Brazilian National Archives, Public domain, via Wikimedia Commons
Rita Lee nunca foi de fugir do que assusta. Durante toda a vida, encarou tabus, desafinou convenções e, em Rita Lee: Outra Autobiografia, não foi diferente. O que mais me impressiona nesse livro é como Rita, sem cerimônias, pede pela morte. Pede, não teme. Isso é fascinante. Enquanto muitos de nós corremos dela, ela fala do fim da vida com uma tranquilidade rara. Como se a morte fosse um velho conhecido, alguém com quem ela já tinha marcado um encontro.

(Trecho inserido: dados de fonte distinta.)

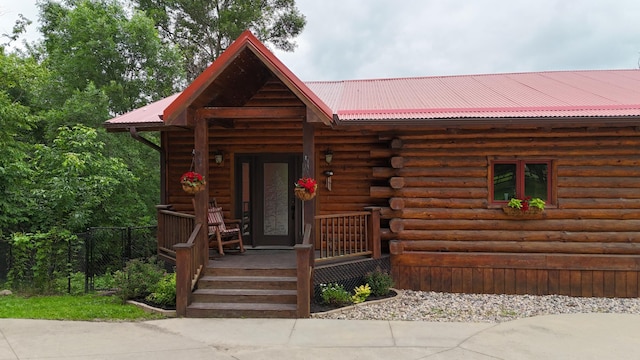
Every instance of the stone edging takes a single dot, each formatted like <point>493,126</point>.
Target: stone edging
<point>346,308</point>
<point>151,309</point>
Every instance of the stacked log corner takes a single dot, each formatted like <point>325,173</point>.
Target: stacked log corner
<point>447,237</point>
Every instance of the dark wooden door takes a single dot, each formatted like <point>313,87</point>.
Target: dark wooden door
<point>268,204</point>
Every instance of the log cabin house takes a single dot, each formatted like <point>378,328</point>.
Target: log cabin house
<point>418,168</point>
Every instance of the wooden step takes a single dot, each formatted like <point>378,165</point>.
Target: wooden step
<point>219,271</point>
<point>271,296</point>
<point>241,310</point>
<point>248,282</point>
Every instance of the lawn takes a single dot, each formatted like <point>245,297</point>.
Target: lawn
<point>83,308</point>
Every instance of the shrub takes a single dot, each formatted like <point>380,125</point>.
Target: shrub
<point>361,293</point>
<point>39,259</point>
<point>380,282</point>
<point>334,294</point>
<point>164,293</point>
<point>138,279</point>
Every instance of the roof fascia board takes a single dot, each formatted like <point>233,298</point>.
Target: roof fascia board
<point>554,122</point>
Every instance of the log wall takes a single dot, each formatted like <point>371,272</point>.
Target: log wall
<point>447,235</point>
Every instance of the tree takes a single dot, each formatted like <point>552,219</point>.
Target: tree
<point>97,42</point>
<point>203,29</point>
<point>76,186</point>
<point>17,79</point>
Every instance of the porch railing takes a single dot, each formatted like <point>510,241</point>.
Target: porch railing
<point>179,236</point>
<point>348,235</point>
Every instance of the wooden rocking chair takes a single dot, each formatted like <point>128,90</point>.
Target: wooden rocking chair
<point>222,232</point>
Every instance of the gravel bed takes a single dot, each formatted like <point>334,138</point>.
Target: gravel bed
<point>445,307</point>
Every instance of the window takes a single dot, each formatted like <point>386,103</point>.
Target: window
<point>520,178</point>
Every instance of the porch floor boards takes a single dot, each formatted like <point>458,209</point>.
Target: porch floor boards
<point>255,259</point>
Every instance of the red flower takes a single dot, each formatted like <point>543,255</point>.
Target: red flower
<point>309,184</point>
<point>191,178</point>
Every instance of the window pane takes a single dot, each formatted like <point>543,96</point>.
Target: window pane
<point>535,180</point>
<point>504,181</point>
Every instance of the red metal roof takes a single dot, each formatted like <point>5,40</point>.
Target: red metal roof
<point>603,93</point>
<point>148,115</point>
<point>552,95</point>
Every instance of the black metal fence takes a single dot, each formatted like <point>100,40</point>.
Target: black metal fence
<point>102,250</point>
<point>107,249</point>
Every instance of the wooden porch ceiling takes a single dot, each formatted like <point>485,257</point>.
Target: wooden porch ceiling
<point>257,112</point>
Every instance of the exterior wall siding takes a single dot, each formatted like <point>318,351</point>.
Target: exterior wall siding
<point>447,236</point>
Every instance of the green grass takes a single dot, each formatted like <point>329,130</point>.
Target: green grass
<point>83,308</point>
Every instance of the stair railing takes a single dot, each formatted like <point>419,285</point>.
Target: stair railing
<point>347,235</point>
<point>179,239</point>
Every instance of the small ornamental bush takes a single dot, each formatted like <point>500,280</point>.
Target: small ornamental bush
<point>138,279</point>
<point>164,293</point>
<point>361,293</point>
<point>380,282</point>
<point>335,295</point>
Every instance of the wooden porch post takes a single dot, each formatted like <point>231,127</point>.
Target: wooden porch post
<point>374,232</point>
<point>309,159</point>
<point>183,278</point>
<point>201,141</point>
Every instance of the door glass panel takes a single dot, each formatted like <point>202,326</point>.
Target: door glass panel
<point>535,180</point>
<point>246,201</point>
<point>504,181</point>
<point>276,199</point>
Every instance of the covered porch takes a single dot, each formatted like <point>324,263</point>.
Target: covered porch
<point>262,282</point>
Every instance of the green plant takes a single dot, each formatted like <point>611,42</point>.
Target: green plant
<point>379,281</point>
<point>334,294</point>
<point>164,293</point>
<point>39,259</point>
<point>138,279</point>
<point>526,203</point>
<point>361,293</point>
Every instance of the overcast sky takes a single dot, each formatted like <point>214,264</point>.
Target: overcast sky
<point>359,39</point>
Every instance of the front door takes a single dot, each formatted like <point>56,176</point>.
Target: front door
<point>268,206</point>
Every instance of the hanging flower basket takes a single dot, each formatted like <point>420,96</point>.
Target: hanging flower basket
<point>192,182</point>
<point>306,188</point>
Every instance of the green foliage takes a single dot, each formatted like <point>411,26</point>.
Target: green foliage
<point>537,202</point>
<point>79,308</point>
<point>164,293</point>
<point>78,186</point>
<point>204,29</point>
<point>72,284</point>
<point>99,42</point>
<point>380,282</point>
<point>41,258</point>
<point>361,293</point>
<point>335,295</point>
<point>138,279</point>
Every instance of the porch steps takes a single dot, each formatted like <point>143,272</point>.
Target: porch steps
<point>245,293</point>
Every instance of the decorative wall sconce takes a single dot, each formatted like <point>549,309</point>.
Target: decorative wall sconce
<point>328,174</point>
<point>328,156</point>
<point>218,157</point>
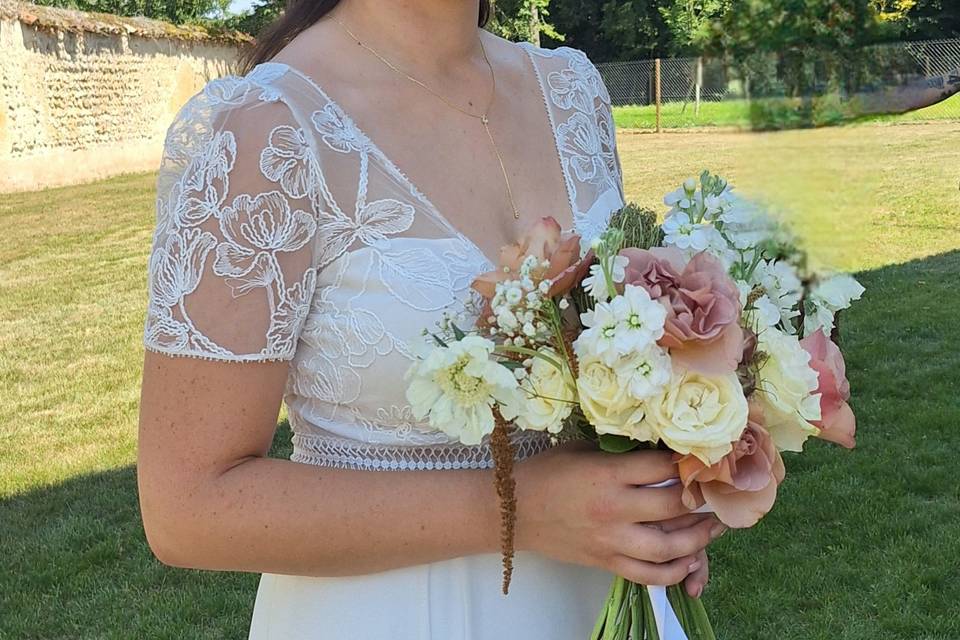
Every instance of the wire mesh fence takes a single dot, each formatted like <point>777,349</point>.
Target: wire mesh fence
<point>900,81</point>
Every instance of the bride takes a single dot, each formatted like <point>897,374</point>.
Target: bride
<point>314,215</point>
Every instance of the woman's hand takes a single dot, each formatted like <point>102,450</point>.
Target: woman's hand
<point>579,505</point>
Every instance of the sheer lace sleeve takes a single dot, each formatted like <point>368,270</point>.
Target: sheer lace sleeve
<point>586,136</point>
<point>232,266</point>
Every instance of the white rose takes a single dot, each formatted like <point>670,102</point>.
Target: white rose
<point>606,403</point>
<point>787,390</point>
<point>699,414</point>
<point>547,396</point>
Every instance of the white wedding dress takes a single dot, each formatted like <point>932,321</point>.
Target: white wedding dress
<point>284,233</point>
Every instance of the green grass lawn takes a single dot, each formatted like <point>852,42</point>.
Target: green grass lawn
<point>736,114</point>
<point>862,545</point>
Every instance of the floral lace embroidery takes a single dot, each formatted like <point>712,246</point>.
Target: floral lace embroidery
<point>329,317</point>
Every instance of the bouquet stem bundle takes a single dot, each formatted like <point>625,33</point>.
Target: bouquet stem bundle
<point>628,613</point>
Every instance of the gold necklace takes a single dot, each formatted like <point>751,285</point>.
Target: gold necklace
<point>482,117</point>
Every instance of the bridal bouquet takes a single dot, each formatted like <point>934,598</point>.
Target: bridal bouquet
<point>705,335</point>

Uma das passagens que mais me tocou é quando ela escreve: “Se eu soubesse que morrer era isso, teria pedido para sair mais cedo.” De forma simples e direta, Rita nos joga na cara essa reflexão. A morte, para ela, não era um bicho de sete cabeças, mas sim uma libertação, o ponto final natural de quem viveu intensamente cada palavra, cada nota, cada respiro.
É curioso como ela trata o próprio fim. A impressão que dá é que ela já estava pronta para o seu velório antes mesmo de morrer. E isso me pegou. Como fã de Rita, sempre admirei sua autenticidade. E essa autenticidade se mostra até no jeito que ela encara o próprio fim. Para muitos, a morte é a tragédia final, o momento de pânico. Para Rita, parece ter sido uma espécie de alívio.

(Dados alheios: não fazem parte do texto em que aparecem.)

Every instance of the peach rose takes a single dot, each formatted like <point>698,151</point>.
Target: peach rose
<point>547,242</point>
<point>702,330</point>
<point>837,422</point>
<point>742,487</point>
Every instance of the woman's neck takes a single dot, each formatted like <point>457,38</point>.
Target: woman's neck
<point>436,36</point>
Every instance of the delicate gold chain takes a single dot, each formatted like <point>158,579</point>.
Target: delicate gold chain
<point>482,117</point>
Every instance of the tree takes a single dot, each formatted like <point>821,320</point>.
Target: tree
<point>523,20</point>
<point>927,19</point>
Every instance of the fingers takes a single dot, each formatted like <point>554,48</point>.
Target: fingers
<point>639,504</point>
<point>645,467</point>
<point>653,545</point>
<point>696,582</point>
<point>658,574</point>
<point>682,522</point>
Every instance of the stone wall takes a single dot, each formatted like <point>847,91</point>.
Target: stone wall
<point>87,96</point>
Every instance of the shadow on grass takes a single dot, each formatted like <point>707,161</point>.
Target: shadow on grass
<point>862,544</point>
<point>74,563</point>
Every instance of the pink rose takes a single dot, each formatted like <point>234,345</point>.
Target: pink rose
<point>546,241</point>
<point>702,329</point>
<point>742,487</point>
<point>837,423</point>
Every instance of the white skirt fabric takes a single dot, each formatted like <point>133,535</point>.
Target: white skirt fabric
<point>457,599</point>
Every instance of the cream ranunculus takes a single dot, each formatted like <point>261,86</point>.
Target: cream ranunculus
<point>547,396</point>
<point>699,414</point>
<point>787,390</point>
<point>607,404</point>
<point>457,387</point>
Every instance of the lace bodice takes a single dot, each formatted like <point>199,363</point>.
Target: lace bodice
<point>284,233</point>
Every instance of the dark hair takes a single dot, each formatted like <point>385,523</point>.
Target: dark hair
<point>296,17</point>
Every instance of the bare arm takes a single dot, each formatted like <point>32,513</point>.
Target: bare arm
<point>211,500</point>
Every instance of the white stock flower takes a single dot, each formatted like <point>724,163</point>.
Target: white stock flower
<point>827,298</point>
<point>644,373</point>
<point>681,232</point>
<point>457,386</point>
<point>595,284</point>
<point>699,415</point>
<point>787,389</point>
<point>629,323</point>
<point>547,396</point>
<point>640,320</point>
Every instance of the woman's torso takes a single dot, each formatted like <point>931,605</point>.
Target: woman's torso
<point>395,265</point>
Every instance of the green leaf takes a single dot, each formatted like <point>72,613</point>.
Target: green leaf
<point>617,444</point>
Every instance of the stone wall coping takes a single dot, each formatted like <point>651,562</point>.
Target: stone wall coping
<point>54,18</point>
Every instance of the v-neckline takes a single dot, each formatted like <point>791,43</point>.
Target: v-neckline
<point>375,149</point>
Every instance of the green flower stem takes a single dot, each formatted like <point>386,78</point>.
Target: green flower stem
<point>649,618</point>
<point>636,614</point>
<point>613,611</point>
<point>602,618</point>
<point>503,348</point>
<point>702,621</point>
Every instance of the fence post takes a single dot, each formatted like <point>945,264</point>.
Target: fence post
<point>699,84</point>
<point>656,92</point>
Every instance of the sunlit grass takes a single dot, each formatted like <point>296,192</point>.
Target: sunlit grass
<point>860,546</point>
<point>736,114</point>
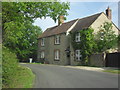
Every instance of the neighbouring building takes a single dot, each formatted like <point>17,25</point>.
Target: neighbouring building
<point>55,43</point>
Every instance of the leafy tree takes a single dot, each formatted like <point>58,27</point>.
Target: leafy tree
<point>19,34</point>
<point>106,37</point>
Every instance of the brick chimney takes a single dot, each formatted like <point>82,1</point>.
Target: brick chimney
<point>109,13</point>
<point>60,20</point>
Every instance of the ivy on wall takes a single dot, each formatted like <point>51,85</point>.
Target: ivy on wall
<point>86,44</point>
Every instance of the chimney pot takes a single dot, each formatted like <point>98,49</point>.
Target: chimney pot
<point>60,19</point>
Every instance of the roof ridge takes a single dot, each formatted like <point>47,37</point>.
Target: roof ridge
<point>91,15</point>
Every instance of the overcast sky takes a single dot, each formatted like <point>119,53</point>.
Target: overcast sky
<point>80,10</point>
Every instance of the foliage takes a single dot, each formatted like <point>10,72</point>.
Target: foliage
<point>19,34</point>
<point>106,38</point>
<point>86,44</point>
<point>9,66</point>
<point>22,40</point>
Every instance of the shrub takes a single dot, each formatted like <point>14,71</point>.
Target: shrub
<point>9,66</point>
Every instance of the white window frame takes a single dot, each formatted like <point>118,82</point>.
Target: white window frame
<point>78,55</point>
<point>57,39</point>
<point>77,37</point>
<point>42,54</point>
<point>57,55</point>
<point>42,42</point>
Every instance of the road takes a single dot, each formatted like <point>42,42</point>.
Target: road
<point>55,76</point>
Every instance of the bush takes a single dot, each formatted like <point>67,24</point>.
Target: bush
<point>9,66</point>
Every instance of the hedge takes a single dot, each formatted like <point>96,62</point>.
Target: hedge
<point>9,66</point>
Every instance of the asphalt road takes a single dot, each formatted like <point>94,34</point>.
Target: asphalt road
<point>54,76</point>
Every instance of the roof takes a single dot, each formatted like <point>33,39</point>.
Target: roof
<point>81,24</point>
<point>84,23</point>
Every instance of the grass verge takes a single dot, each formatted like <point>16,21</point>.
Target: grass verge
<point>23,79</point>
<point>112,71</point>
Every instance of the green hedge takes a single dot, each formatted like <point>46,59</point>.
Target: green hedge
<point>9,66</point>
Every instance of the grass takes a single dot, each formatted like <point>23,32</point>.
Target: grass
<point>23,79</point>
<point>113,71</point>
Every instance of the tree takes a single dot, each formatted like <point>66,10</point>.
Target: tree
<point>106,37</point>
<point>19,34</point>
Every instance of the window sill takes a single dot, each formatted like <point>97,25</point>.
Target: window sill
<point>57,44</point>
<point>56,59</point>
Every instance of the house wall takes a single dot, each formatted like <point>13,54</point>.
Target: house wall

Em outra passagem do livro, ela solta mais uma pérola: “De tudo, o que eu mais queria era deixar esse corpo cansado. As coisas aqui já não me interessam tanto.” Ao ler isso, é impossível não sentir uma mistura de admiração e tristeza. Admirar a coragem de aceitar que o corpo chega ao limite, e se entristecer porque a Rita, com toda sua energia e genialidade, estava pronta para dizer adeus.

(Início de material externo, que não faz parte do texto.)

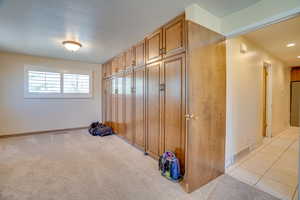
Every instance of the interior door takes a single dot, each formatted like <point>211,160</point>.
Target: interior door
<point>173,105</point>
<point>154,46</point>
<point>206,107</point>
<point>129,128</point>
<point>139,102</point>
<point>114,104</point>
<point>295,103</point>
<point>174,36</point>
<point>153,109</point>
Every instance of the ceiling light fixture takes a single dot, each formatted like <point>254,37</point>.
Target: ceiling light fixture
<point>290,44</point>
<point>72,45</point>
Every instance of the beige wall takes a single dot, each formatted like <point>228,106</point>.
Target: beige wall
<point>244,95</point>
<point>19,115</point>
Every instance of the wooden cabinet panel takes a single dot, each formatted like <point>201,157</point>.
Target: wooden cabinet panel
<point>154,46</point>
<point>114,104</point>
<point>174,36</point>
<point>139,104</point>
<point>120,105</point>
<point>173,104</point>
<point>107,102</point>
<point>128,95</point>
<point>153,109</point>
<point>114,65</point>
<point>129,58</point>
<point>140,54</point>
<point>121,62</point>
<point>108,68</point>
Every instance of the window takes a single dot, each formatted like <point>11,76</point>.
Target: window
<point>48,83</point>
<point>43,82</point>
<point>76,83</point>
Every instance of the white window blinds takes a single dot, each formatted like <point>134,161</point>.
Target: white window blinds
<point>76,83</point>
<point>43,82</point>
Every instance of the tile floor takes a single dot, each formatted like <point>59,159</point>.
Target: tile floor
<point>273,167</point>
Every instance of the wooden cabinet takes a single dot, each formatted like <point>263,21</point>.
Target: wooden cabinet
<point>153,109</point>
<point>107,102</point>
<point>173,106</point>
<point>174,37</point>
<point>139,105</point>
<point>128,98</point>
<point>140,54</point>
<point>147,103</point>
<point>154,46</point>
<point>129,58</point>
<point>120,106</point>
<point>114,103</point>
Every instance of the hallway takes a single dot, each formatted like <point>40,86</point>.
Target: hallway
<point>273,167</point>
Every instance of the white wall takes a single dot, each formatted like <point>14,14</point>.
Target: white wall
<point>19,115</point>
<point>244,95</point>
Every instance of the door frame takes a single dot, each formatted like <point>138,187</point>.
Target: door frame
<point>268,66</point>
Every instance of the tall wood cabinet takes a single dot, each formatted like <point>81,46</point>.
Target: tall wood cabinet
<point>167,93</point>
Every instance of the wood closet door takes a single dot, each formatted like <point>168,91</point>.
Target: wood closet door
<point>139,104</point>
<point>173,104</point>
<point>140,54</point>
<point>106,101</point>
<point>154,46</point>
<point>128,95</point>
<point>120,106</point>
<point>174,36</point>
<point>114,104</point>
<point>153,109</point>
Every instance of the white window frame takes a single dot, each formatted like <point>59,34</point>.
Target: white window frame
<point>60,95</point>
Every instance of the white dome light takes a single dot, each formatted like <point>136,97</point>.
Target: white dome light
<point>72,46</point>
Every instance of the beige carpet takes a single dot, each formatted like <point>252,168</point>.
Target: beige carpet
<point>77,166</point>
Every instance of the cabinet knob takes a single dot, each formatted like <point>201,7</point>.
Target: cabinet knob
<point>190,117</point>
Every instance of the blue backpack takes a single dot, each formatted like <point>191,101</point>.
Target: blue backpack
<point>169,166</point>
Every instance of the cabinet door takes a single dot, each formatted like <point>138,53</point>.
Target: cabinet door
<point>140,54</point>
<point>114,104</point>
<point>108,68</point>
<point>129,58</point>
<point>128,95</point>
<point>139,103</point>
<point>121,62</point>
<point>154,46</point>
<point>107,102</point>
<point>173,121</point>
<point>114,65</point>
<point>120,105</point>
<point>104,68</point>
<point>153,109</point>
<point>174,36</point>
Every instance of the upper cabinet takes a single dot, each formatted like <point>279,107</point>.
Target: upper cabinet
<point>129,58</point>
<point>166,41</point>
<point>154,46</point>
<point>174,36</point>
<point>140,54</point>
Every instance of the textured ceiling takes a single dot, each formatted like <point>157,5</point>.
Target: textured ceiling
<point>274,39</point>
<point>104,27</point>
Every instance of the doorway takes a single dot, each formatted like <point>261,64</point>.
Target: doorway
<point>295,105</point>
<point>266,101</point>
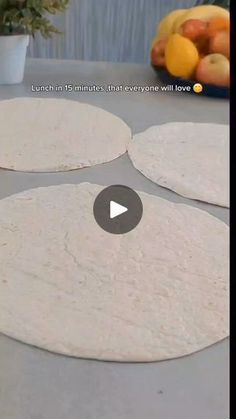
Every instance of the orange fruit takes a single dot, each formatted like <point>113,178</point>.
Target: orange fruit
<point>218,24</point>
<point>193,29</point>
<point>182,56</point>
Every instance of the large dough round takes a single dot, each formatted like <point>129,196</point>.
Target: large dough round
<point>49,135</point>
<point>158,292</point>
<point>191,159</point>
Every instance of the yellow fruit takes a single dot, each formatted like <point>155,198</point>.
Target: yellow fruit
<point>182,56</point>
<point>165,28</point>
<point>204,12</point>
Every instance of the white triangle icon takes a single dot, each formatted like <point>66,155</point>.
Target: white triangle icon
<point>116,209</point>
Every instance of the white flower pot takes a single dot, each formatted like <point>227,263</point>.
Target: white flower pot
<point>13,50</point>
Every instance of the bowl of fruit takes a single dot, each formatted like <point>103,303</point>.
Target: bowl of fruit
<point>192,48</point>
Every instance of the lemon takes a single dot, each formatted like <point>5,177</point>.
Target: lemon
<point>182,56</point>
<point>165,27</point>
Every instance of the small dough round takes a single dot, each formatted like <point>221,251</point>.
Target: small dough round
<point>158,292</point>
<point>191,159</point>
<point>51,135</point>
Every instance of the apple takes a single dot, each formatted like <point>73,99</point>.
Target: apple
<point>220,43</point>
<point>193,29</point>
<point>158,53</point>
<point>214,69</point>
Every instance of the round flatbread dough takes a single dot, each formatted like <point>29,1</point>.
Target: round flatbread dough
<point>50,135</point>
<point>158,292</point>
<point>189,158</point>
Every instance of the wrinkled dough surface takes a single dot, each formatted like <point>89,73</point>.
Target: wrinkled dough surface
<point>192,159</point>
<point>158,292</point>
<point>50,135</point>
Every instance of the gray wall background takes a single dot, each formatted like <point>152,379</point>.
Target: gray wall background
<point>106,30</point>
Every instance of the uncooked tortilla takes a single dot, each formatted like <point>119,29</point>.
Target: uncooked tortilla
<point>50,135</point>
<point>191,159</point>
<point>158,292</point>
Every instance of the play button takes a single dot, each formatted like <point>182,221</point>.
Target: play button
<point>118,209</point>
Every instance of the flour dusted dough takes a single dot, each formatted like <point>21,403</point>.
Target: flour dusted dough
<point>49,135</point>
<point>158,292</point>
<point>192,159</point>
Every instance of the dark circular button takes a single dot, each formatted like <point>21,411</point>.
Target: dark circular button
<point>118,209</point>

No fundo, ela estava nos dizendo que sua missão estava cumprida. Que a vida, para ela, já não trazia mais novidades. Quando penso nisso, lembro de um trecho do livro em que ela diz: “Não tenho medo de morrer, tenho medo de não viver o suficiente.” E é essa frase que resume bem o que foi a trajetória de Rita. Ela não tinha medo de nada — nem de viver, nem de morrer. Ela só temia passar pela vida sem se jogar de cabeça.
Ler Rita Lee: Outra Autobiografia é mergulhar na mente de uma artista que sempre soube quando era a hora de parar. Ela nunca arrastou nada além do que devia. Nem sua carreira, nem suas decisões, nem sua própria vida. E o mais incrível é que, mesmo falando de sua própria morte, Rita mantém o humor ácido, a franqueza cortante e a leveza que sempre a caracterizaram.
É por isso que Rita Lee é uma das minhas artistas favoritas. Não só pela música, que é parte fundamental da minha formação, mas pelo jeito com que ela olhava para o mundo — e, nesse caso, para o fim dele. Ela nos ensinou a viver sem medo. E, mais do que isso, nos ensinou que o maior medo talvez não seja morrer, mas sim não viver plenamente.
Ler este livro me trouxe uma sensação de paz, algo quase libertador. Ver que alguém que eu admiro tanto estava em paz com o fim de sua jornada me faz pensar que, talvez, a morte seja só mais um capítulo dessa grande aventura. Rita, mais uma vez, nos deixa lições — e dessa vez, sobre o que significa estar pronto para ir.